LLM-Rosetta defines a unified ReasoningConfig TypedDict with three fields:

class ReasoningConfig(TypedDict, total=False):
    mode: Literal["auto", "enabled", "disabled"]
    effort: Literal["minimal", "low", "medium", "high", "max"]
    budget_tokens: int   # Max tokens for reasoning

All three fields are optional. You can set any combination depending on what you want to control.

Field Semantics

  • mode -- Controls reasoning behavior: "enabled" (always on), "disabled" (off), or "auto" (let the model decide).
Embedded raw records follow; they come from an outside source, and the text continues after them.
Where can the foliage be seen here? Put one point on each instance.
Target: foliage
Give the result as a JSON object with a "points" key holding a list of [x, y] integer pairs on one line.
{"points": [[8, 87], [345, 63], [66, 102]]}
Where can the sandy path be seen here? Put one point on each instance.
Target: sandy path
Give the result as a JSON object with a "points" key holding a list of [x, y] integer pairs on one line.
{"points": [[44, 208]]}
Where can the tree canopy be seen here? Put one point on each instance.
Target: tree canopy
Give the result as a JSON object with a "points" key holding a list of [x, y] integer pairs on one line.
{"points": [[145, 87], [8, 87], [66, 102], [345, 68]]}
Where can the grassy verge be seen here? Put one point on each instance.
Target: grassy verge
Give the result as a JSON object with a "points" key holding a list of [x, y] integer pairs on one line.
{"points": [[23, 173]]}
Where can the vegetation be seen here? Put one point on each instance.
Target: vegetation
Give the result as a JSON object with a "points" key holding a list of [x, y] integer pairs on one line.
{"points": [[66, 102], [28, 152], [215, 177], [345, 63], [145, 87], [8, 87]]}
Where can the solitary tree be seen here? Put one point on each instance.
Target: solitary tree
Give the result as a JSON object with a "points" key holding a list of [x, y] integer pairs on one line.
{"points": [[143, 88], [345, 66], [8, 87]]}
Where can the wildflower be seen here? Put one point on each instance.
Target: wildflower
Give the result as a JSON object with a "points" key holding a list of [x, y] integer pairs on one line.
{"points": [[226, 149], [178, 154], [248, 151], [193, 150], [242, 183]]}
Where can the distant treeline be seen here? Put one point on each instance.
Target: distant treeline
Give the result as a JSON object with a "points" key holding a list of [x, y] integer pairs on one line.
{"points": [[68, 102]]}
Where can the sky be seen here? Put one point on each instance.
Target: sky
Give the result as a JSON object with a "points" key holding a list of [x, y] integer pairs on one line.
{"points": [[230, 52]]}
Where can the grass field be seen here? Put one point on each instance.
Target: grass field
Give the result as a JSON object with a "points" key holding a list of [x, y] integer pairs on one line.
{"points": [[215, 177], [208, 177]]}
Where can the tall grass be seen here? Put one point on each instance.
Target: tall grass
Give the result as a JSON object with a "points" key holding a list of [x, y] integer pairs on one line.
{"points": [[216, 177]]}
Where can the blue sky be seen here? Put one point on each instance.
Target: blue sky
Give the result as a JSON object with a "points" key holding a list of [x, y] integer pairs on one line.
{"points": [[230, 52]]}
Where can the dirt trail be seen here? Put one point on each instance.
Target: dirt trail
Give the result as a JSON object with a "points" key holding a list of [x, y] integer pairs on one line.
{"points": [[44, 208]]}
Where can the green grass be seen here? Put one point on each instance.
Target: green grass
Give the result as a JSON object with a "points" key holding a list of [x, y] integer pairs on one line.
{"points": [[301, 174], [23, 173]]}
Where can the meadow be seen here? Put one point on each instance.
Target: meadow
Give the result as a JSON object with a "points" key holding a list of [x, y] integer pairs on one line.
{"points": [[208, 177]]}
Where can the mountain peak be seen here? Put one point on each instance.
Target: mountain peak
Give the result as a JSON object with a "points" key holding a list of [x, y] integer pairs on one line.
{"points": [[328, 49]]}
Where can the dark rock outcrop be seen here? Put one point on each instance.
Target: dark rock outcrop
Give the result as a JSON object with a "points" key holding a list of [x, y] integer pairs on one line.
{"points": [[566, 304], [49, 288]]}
Omit to let the provider use its default behavior.
  • effort -- How much effort the model should put into reasoning. This is a cross-cutting concern independent of the mode.
  • budget_tokens -- Hard cap on reasoning token count. Only meaningful for providers that support it (Anthropic, Google).

IR-to-Provider Mapping

mode: "enabled" (no effort, no budget)

The simplest way to turn on reasoning:

ir_request: IRRequest = {
    "model": "claude-sonnet-4-20250514",
    "messages": [...],
    "reasoning": {"mode": "enabled"},
}
{
  "thinking": {"type": "adaptive"}
}

Note

Falls back to "adaptive" instead of "enabled" because Anthropic's "enabled" type requires budget_tokens.

No additional parameters emitted. Reasoning models reason by default.

{
  "reasoning": {"type": "enabled"}
}

No additional parameters emitted. Google reasoning is automatic for thinking-capable models.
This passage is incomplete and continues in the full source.